Evaluation Methods for Agent Systems

Evaluation of agent systems requires different approaches than traditional software or even standard language model applications. Agents make dynamic decisions, are non-deterministic between runs, and often lack single correct answers. Effective evaluation must account for these characteristics while providing actionable feedback.

When to Activate

Activate this skill when:

  • Testing agent performance systematically

  • Validating context engineering choices

  • Measuring improvements over time

  • Catching regressions before deployment

  • Building quality gates for agent pipelines

  • Comparing different agent configurations

  • Evaluating production systems continuously

Core Concepts

Agent evaluation requires outcome-focused approaches that account for non-determinism and multiple valid paths. Multi-dimensional rubrics capture various quality aspects: factual accuracy, completeness, citation accuracy, source quality, and tool efficiency. LLM-as-judge provides scalable evaluation while human evaluation catches edge cases.
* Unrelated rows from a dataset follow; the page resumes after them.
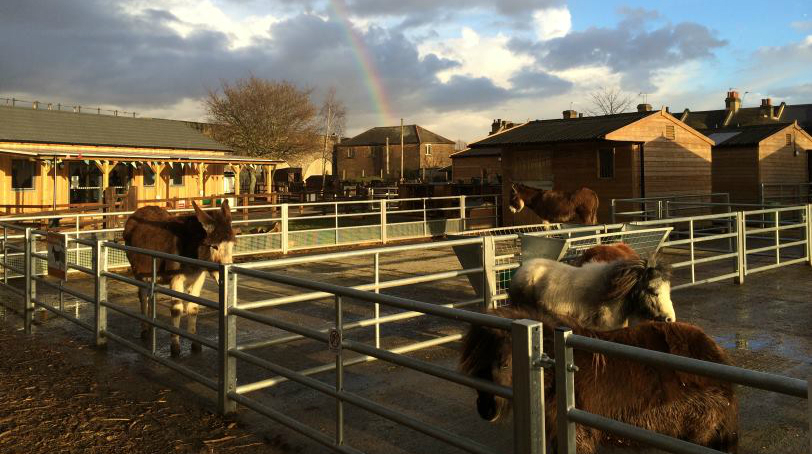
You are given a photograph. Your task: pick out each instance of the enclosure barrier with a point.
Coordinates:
(569, 415)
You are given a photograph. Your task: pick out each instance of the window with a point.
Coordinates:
(149, 175)
(606, 163)
(177, 174)
(670, 134)
(22, 174)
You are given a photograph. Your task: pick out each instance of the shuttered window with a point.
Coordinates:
(606, 163)
(670, 133)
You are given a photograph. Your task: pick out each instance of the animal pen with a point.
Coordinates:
(348, 323)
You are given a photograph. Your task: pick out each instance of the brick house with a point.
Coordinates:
(377, 153)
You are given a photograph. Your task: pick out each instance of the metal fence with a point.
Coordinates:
(786, 232)
(232, 310)
(282, 228)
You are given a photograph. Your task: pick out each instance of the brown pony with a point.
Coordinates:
(686, 406)
(205, 235)
(606, 253)
(553, 206)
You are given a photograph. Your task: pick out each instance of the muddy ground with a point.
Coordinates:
(764, 324)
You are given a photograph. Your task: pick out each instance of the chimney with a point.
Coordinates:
(733, 103)
(766, 108)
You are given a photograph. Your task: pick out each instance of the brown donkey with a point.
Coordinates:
(689, 407)
(205, 235)
(555, 206)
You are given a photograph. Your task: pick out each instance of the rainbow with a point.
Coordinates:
(372, 78)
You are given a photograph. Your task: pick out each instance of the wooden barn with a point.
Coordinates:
(773, 155)
(639, 154)
(53, 160)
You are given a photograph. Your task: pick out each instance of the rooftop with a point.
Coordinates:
(19, 124)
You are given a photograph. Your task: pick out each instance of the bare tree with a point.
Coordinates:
(607, 101)
(333, 116)
(262, 118)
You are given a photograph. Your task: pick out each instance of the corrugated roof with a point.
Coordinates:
(19, 124)
(743, 135)
(411, 134)
(477, 152)
(563, 130)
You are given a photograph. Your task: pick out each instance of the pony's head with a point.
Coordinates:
(518, 197)
(487, 354)
(218, 245)
(644, 287)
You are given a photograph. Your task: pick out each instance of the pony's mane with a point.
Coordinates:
(625, 275)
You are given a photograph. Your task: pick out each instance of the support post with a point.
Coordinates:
(741, 247)
(227, 341)
(565, 391)
(339, 440)
(809, 234)
(28, 310)
(284, 224)
(488, 271)
(100, 291)
(383, 222)
(528, 385)
(462, 214)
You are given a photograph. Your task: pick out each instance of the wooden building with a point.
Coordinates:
(58, 159)
(639, 154)
(377, 153)
(774, 155)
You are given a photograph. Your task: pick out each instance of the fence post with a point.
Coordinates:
(100, 291)
(488, 271)
(462, 213)
(528, 383)
(809, 234)
(383, 222)
(28, 309)
(227, 339)
(285, 230)
(565, 391)
(741, 247)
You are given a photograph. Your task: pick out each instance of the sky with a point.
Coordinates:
(451, 66)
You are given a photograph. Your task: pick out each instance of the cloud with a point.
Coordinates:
(632, 49)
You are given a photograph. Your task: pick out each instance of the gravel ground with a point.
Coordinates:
(92, 409)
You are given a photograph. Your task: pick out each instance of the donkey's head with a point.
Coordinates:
(644, 287)
(487, 355)
(218, 245)
(519, 196)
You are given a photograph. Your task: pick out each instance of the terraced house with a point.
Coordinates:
(377, 153)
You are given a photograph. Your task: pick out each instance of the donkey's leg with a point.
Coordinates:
(176, 311)
(143, 296)
(192, 308)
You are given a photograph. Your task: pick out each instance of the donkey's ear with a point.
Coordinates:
(226, 210)
(205, 220)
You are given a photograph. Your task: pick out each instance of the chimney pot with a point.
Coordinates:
(570, 114)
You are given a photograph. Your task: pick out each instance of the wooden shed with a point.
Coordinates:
(53, 160)
(761, 163)
(639, 154)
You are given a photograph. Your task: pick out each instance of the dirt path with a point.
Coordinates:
(54, 399)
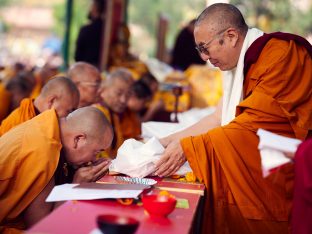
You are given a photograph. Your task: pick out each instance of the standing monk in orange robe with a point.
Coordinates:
(30, 154)
(269, 86)
(87, 79)
(114, 94)
(59, 93)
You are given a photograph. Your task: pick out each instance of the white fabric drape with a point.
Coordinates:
(233, 80)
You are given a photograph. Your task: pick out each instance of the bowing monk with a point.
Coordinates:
(114, 94)
(88, 79)
(5, 99)
(59, 93)
(268, 85)
(30, 154)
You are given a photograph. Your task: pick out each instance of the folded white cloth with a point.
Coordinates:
(137, 159)
(273, 148)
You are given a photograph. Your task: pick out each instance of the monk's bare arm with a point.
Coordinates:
(38, 209)
(201, 127)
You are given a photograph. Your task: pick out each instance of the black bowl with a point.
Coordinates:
(117, 224)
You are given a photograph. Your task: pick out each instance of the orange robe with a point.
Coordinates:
(24, 112)
(113, 118)
(130, 125)
(5, 101)
(29, 157)
(278, 98)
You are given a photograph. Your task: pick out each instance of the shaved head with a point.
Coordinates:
(60, 84)
(85, 132)
(59, 93)
(87, 78)
(82, 71)
(121, 74)
(220, 16)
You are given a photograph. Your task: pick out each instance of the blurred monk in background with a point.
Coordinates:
(88, 79)
(59, 93)
(30, 154)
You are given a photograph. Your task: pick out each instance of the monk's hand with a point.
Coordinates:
(93, 172)
(171, 161)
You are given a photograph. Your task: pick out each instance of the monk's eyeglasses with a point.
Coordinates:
(203, 48)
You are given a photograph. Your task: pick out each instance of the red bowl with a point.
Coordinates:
(117, 224)
(158, 206)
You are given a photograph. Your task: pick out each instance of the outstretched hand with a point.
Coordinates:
(93, 172)
(171, 161)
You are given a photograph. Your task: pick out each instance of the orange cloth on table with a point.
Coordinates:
(113, 118)
(29, 157)
(5, 100)
(24, 112)
(206, 85)
(130, 124)
(278, 98)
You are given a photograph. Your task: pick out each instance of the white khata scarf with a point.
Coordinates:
(233, 80)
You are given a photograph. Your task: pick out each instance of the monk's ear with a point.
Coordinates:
(79, 140)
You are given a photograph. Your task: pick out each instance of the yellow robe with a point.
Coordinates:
(278, 98)
(24, 112)
(118, 137)
(29, 157)
(5, 101)
(130, 125)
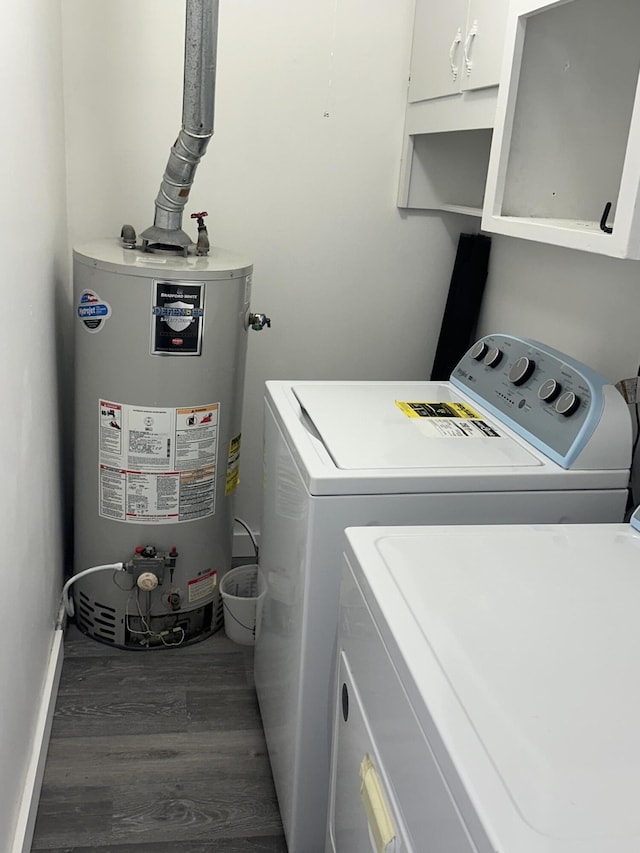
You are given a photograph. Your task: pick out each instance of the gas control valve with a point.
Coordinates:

The key insight is that agents may find alternative paths to goals—the evaluation should judge whether they achieve right outcomes while following reasonable processes.
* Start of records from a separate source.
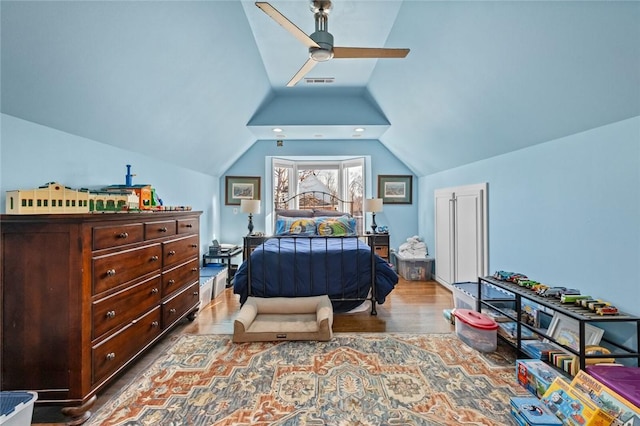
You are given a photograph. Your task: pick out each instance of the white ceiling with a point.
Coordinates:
(196, 83)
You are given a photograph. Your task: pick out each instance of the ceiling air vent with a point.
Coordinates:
(320, 80)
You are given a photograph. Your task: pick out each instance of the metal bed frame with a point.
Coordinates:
(310, 200)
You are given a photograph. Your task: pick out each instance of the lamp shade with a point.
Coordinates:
(250, 206)
(373, 205)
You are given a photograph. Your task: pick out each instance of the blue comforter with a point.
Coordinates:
(298, 267)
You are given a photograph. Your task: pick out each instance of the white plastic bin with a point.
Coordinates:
(16, 407)
(413, 268)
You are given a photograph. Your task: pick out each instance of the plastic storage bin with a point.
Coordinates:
(16, 407)
(413, 268)
(476, 330)
(465, 295)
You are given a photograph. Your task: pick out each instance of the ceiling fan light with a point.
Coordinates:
(320, 55)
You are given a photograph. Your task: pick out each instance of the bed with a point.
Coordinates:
(316, 252)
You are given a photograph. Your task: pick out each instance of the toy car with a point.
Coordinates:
(551, 291)
(524, 282)
(607, 310)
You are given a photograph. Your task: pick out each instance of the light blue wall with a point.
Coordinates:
(401, 219)
(566, 212)
(32, 155)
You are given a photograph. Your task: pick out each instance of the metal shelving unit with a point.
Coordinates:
(551, 305)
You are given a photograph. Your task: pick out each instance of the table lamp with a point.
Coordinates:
(251, 207)
(373, 205)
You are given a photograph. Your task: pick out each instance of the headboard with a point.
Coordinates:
(314, 203)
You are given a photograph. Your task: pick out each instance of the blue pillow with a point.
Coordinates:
(336, 226)
(295, 226)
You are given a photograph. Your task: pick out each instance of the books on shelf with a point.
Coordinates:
(538, 349)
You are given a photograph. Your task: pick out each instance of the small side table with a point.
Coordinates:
(380, 245)
(225, 256)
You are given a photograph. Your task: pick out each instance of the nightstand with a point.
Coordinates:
(380, 245)
(250, 244)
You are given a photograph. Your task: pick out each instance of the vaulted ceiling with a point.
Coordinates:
(196, 83)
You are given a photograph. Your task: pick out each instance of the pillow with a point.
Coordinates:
(294, 213)
(336, 226)
(295, 226)
(328, 213)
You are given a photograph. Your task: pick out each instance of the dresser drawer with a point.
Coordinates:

Performance Drivers: The 95% Finding

Research found that three factors explain 95% of performance variance:

Factor Variance Explained Implication

Token usage 80% More tokens = better performance

Number of tool calls ~10% More exploration helps

Model choice ~5% Better models multiply efficiency

Evaluation Challenges

Non-Determinism and Multiple Valid Paths Agents may take completely different valid paths to reach goals. The solution is outcome-focused evaluation that judges whether agents achieve right outcomes while following reasonable processes.
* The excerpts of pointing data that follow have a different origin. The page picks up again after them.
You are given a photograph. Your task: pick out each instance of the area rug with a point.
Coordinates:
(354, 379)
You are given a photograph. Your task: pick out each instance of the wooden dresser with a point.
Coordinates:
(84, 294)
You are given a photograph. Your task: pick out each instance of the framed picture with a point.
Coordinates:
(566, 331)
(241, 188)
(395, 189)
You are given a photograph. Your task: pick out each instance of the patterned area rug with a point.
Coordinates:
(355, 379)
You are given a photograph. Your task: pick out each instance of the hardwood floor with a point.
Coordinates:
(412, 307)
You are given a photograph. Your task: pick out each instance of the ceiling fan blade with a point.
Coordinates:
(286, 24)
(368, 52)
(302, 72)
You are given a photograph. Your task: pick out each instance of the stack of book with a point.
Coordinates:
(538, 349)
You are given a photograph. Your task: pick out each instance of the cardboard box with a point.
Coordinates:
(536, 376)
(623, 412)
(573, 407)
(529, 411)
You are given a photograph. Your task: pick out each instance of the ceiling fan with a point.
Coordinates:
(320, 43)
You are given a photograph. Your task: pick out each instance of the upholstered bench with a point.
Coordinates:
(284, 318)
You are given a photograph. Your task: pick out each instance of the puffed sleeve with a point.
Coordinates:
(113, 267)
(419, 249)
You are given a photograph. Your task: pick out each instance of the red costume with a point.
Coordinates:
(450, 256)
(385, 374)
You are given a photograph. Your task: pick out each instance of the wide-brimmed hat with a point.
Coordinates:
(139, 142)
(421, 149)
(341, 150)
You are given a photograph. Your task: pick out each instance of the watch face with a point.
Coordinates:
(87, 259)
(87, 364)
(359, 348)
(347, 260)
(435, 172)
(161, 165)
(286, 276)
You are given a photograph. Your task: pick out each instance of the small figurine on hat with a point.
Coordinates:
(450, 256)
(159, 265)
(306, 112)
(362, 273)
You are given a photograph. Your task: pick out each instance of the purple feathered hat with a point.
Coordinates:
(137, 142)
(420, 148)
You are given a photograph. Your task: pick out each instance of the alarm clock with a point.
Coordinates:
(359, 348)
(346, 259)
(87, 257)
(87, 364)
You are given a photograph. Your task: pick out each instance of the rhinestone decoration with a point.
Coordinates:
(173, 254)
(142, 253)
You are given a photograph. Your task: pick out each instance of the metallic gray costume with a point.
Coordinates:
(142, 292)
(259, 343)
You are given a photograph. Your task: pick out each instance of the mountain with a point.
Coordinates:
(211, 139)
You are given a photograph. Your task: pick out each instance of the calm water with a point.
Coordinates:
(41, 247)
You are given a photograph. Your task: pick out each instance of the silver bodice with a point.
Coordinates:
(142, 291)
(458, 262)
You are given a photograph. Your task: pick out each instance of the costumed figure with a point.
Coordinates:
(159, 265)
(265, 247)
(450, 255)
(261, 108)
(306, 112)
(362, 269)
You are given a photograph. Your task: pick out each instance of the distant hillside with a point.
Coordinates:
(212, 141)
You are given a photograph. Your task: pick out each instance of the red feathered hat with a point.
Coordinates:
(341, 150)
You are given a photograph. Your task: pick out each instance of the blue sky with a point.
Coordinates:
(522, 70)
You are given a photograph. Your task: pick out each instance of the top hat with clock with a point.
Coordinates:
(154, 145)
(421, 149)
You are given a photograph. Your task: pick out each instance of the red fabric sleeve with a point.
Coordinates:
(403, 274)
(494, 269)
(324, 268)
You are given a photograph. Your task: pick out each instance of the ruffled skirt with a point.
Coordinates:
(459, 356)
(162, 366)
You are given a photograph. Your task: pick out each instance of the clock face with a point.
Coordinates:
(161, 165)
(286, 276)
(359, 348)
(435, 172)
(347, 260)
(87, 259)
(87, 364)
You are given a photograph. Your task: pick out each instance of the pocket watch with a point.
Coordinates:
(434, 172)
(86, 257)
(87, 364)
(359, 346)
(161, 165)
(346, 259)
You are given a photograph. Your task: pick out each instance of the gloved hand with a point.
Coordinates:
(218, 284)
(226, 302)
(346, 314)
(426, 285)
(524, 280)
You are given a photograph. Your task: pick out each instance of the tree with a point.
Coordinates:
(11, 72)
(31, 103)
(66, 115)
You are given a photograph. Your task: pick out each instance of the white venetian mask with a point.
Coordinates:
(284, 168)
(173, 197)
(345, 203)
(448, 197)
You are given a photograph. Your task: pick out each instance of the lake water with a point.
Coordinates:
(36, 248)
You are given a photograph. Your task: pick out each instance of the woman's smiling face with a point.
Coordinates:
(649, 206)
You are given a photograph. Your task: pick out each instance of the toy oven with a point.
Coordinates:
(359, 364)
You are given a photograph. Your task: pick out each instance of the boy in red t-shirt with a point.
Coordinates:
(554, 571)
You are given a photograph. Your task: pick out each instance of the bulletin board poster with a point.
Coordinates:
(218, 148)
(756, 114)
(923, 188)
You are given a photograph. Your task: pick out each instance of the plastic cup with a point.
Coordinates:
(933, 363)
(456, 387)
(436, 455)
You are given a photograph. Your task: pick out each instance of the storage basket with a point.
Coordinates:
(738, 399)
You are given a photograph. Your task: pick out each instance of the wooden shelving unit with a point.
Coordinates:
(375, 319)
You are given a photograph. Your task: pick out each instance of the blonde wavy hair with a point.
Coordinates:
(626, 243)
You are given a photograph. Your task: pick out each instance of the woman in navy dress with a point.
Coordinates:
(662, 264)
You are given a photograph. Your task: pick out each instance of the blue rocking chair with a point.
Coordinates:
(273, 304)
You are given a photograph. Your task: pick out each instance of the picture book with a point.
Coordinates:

Context-Dependent Failures Agent failures often depend on context in subtle ways. Evaluation must cover a range of complexity levels and test extended interactions, not just isolated queries.

Composite Quality Dimensions Agent quality includes factual accuracy, completeness, coherence, tool efficiency, and process quality. Evaluation rubrics must capture multiple dimensions with appropriate weighting.

Evaluation Rubric Design

Multi-Dimensional Rubric

Dimension Excellent Good Failed

Factual accuracy Claims match ground truth Minor errors False claims

Completeness Covers all aspects Covers most Missing key info

Citation accuracy All citations match Most match Wrong citations

Source quality Primary sources Secondary OK Poor sources

Tool efficiency Optimal tool use Some waste Many wasted calls

Rubric Scoring

Convert dimension assessments to numeric scores (0.0 to 1.0) with appropriate weighting. Calculate weighted overall scores. Determine passing threshold based on use case requirements.

Evaluation Methodologies

LLM-as-Judge

LLM-based evaluation scales to large test sets and provides consistent judgments. The key is designing effective evaluation prompts that capture the dimensions of interest.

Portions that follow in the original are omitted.